‘L’Ombre de Goya (par Jean-Claude Carrière)’ est un documentaire passionnant sur Francisco de Goya, mettant l’accent sur des aspects relativement méconnus de l’art du maître espagnol, en tout cas pour les non-spécialistes de la peinture comme moi. Le célèbre scénariste y prodigue ses analyses éclairées et ses ressentis face aux toiles et dessins du peintre.
Amoureux des arts et fin connaisseur de Goya, Jean-Claude Carrière nous guide dans son œuvre incomparable. Pour en percer le mystère, il accomplit un dernier voyage en Espagne qui le ramène sur les traces du peintre. Des liens se tissent avec des artistes issus du monde du cinéma, de la littérature et de la musique montrant à quel point l'œuvre de Goya est influente.
Ce que j’ai aimé avant tout, c’est la précision avec laquelle les peintures et desseins sont filmés. La caméra s’approche au plus près des œuvres, coulisse délicatement à l’horizontal et à la verticale pour mettre en exergue les détails des peintures : les visages, les mains, les pieds, les coiffures mais aussi les couleurs, les coups de pinceaux. On s’attarde ainsi sur le ‘Portrait de la duchesse d’Alba en blanc’ : cette dame en robe blanche qui pointe le sol du doigt et son petit chien blanc qui porte le même ruban rouge qu’elle.
Le documentaire de Lopez-Linares a su montrer l’œuvre de Goya dans sa globalité et dans toute sa complexité. Goya était un artiste officiel de la cour espagnole, ayant peint la famille royale et moultes nobles dans un certain classicisme. A côté, il a développé un style plus personnel, avec ses fameuses peintures noires. On découvre, si on ne le savait pas, la grande modernité du style de Goya. Je pense notamment au tableau ‘Deux femmes riant’ dans lequel deux femmes de condition très modeste qui semblent regarder le peintre en se demandant pourquoi il les peint. Il n’est pas étonnant que l’œuvre de Goya plaise autant aux peintres romantiques qu’aux expressionnistes et surréalistes. La fameuse ombre de Goya.

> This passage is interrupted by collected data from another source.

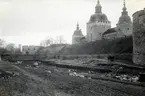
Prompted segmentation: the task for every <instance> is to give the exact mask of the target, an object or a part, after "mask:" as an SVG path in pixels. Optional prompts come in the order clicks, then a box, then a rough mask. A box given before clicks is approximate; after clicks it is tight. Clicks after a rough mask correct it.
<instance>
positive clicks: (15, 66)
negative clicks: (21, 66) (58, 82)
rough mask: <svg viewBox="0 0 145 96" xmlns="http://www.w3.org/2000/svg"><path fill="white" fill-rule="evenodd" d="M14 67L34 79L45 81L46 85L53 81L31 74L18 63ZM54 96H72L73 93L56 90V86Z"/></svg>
mask: <svg viewBox="0 0 145 96" xmlns="http://www.w3.org/2000/svg"><path fill="white" fill-rule="evenodd" d="M13 67H15V68H16V69H18V70H19V71H20V72H22V73H23V74H24V75H26V76H28V77H29V78H30V79H32V80H35V81H39V82H41V83H43V84H44V85H48V84H51V82H50V81H49V80H44V79H42V78H40V77H38V76H37V75H34V74H31V73H29V72H27V71H25V70H24V69H22V68H20V67H18V66H16V65H13ZM53 88H54V86H53ZM40 96H41V95H40ZM54 96H72V95H69V94H66V93H64V92H60V91H58V90H55V88H54Z"/></svg>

Le film vaut évidemment pour les analyses de Jean-Claude Carrière toujours intéressantes et jamais sentencieuses. Il exprime ses ressentis, se met dans la tête de Goya. Une de ses analyses m’a particulièrement marqué, celle du fameux tableau ‘Tres de Mayo’. Carrière y montre la construction du tableau en trois temps : l’avant (les hommes déjà morts baignant dans leur sang), le pendant (les hommes qui vont mourir) et l’après (les condamnés à mort suivants). Le scénariste relève à juste titre ce mouvement très cinématographique.
Le film brosse un joli portrait en creux du grand scénariste qu’était Carrière. On découvre un homme cultivé, s’intéressant à tous les sujets : au cinéma bien sûr, à la peinture donc et à l’astrophysique entre autres sujets. Il est bien sûr question de Luis Buñuel, l’une de ses collaborations les plus fructueuse au cinéma. Ce qui est particulièrement émouvant est que Carrière réalise son dernier voyage avant son décès en 2021, et il le sait. Ses adieux à Goya sont assez touchants. Il s’adresse au double portrait ‘La Maja nue’ et ‘La Maja vêtue’ et fait ses adieux au peintre.
José Luis Lopez-Linares a la bonne idée de filmer ce documentaire comme un voyage sur les traces et l’ombre de Goya qui n’est pas sans rappeler le documentaire ‘Visages, Villages’ d’Agnès Varda. On se balade dans le village natale du peintre, on visite de magnifiques chapelles, on voit un graveur travailler. Le réalisateur offre à plusieurs intervenants de témoigner de Goya où de Carrière dont l’inénarrable Julian Schnabel qui gueule comme un putois, sans que ce ne soit jamais pesant. Ce documentaire est une pépite à ne pas manquer.